Bitrate-Controlled Diffusion for Disentangling Motion and Content in Video¶

Conference: ICCV 2025 arXiv: 2509.08376 Code: None Area: Image Generation Keywords: video disentanglement, motion-content separation, information bottleneck, vector quantization, diffusion models

TL;DR¶

This paper proposes BCD (Bitrate-Controlled Diffusion), a general self-supervised video disentanglement framework that separates per-frame motion features from global content features via a low-bitrate vector quantization information bottleneck, and reconstructs video using a conditional diffusion model. The approach demonstrates high-quality motion transfer and autoregressive video generation on talking-head and pixel-art cartoon datasets.

Background & Motivation¶

Decomposing video into static content and dynamic motion is a core problem in video understanding. However, disentanglement learning is inherently ill-posed (a given video admits multiple valid decompositions), and the high dimensionality of video data further complicates the problem. Limitations of existing methods: - VAE-based methods impose strong assumptions: low-dimensional motion features, explicit independence/dependence between motion and content, or the assumption that a single frame fully characterizes content. - Talking-head-specific methods rely on domain-specific priors: optical flow (FOMM), keypoints (LivePortrait), 3D parametric face models (HyperReenact), or linear motion bases (LIA), limiting their applicability. - These methods either over-constrain feature expressiveness or are tied to specific tasks, limiting generalization.

The core insight of BCD is that a low-bitrate constraint itself serves as a general disentanglement prior.
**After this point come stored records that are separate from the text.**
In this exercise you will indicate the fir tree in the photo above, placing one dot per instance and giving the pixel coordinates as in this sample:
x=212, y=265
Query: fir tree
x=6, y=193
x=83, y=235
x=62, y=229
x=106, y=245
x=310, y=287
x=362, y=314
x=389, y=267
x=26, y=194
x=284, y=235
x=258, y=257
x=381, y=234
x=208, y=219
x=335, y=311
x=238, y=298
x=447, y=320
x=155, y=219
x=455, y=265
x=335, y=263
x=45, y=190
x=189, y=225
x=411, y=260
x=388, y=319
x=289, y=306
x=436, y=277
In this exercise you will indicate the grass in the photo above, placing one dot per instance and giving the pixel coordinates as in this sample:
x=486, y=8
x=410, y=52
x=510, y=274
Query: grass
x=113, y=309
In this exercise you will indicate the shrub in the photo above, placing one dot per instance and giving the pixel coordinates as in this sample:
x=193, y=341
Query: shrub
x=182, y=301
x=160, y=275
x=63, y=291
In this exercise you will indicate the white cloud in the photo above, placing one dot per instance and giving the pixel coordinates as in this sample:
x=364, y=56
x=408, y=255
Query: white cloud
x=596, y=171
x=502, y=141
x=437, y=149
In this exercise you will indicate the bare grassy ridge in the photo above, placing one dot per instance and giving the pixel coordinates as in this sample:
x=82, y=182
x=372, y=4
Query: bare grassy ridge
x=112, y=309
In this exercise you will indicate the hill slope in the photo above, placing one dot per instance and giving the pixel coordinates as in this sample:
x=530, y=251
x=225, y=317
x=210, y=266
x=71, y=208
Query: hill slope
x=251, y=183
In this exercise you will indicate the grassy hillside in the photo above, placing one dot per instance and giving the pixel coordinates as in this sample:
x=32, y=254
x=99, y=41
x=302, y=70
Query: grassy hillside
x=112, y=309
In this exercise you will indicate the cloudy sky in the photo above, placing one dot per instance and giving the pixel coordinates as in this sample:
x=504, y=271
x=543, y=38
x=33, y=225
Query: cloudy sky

Information bottleneck theory states that optimal compression retains the most relevant information while discarding irrelevant details — a goal perfectly aligned with disentangled representations (compact yet informative).

Method¶

Overall Architecture¶

Input video is first encoded into a per-frame latent sequence $z = \{z_t | t \in [1,T]\}$ by a pretrained image VAE. A Transformer encoder then extracts per-frame motion features $m$ and a global content feature $c$. The motion features are quantized through a low-bitrate VQ bottleneck, after which both motion and content features are used as conditions for a DiT diffusion decoder to reconstruct the original latent codes, which are finally decoded into video frames by the image VAE decoder.

Key Designs¶

Content and Motion Extraction (Transformer Encoder):
- Uses a T5 Transformer (12 layers, hidden=512, 8-head attention, relative positional encoding).
- $K$ learnable query tokens are prepended to the frame sequence; after passing through the Transformer, the prefix outputs form the content feature $c \in \mathbb{R}^{K \times C_c}$ and the remaining outputs form the motion feature $m \in \mathbb{R}^{T \times C_m}$.
- The learnable queries are optimized over the full training set, enabling robust aggregation of content information across multiple frames (superior to single-frame references or simple pooling).
- Supports flexible input frame counts, and handles videos with large variations (e.g., different viewpoints or details appearing only in specific frames) more robustly.
Low-Bitrate Vector Quantization Information Bottleneck:
- Applies Group VQ by splitting motion features into $N=64$ groups, each independently quantized using a codebook of $K=32$ codewords.
- Uses distance-based Gumbel-Softmax for differentiable quantization sampling: $\mu_t^i = \text{GumbelSoftmax}(-\alpha \cdot d_t^i)$
- Bitrate control: Via Shannon's source coding theorem, the entropy $\mathcal{H}_{model}$ of the quantized motion features is estimated from the average sampling histogram, and an MSE constraint is imposed against a target bitrate $\mathcal{H}_{target}$.
- The target bitrate is set to 4 kbps (160 bits per frame at 25 fps), slightly below the ~5 kbps average bitrate for talking-head videos reported by existing video codecs.
- A low bitrate prevents content leakage into motion (otherwise motion bitrate would exceed the target); a non-zero bitrate prevents insufficient motion information (avoiding the information preference problem).
Conditional Diffusion Decoder:
- Based on the DiT-B/4 architecture, with temporal attention layers inserted between spatial blocks to ensure temporal smoothness.
- Motion conditioning is injected by adding to the diffusion timestep embedding.
- Content conditioning is injected by concatenation with the noisy input.
- Training and sampling follow the EDM framework.

Loss & Training¶

Rate-distortion optimization objective: $$\mathcal{L} = \mathcal{L}_d + \lambda \mathcal{L}_{VQ} = \text{MSE}(z, \tilde{z}) + 0.04 \cdot \text{MSE}(\mathcal{H}, \hat{\mathcal{H}})$$

Cross-driving strategy: During training, each video clip is evenly split into two temporal segments (semantically similar but with different motion). The content feature of the first segment and the motion feature of the second segment are used to reconstruct the second segment, preventing trivial entangled representations.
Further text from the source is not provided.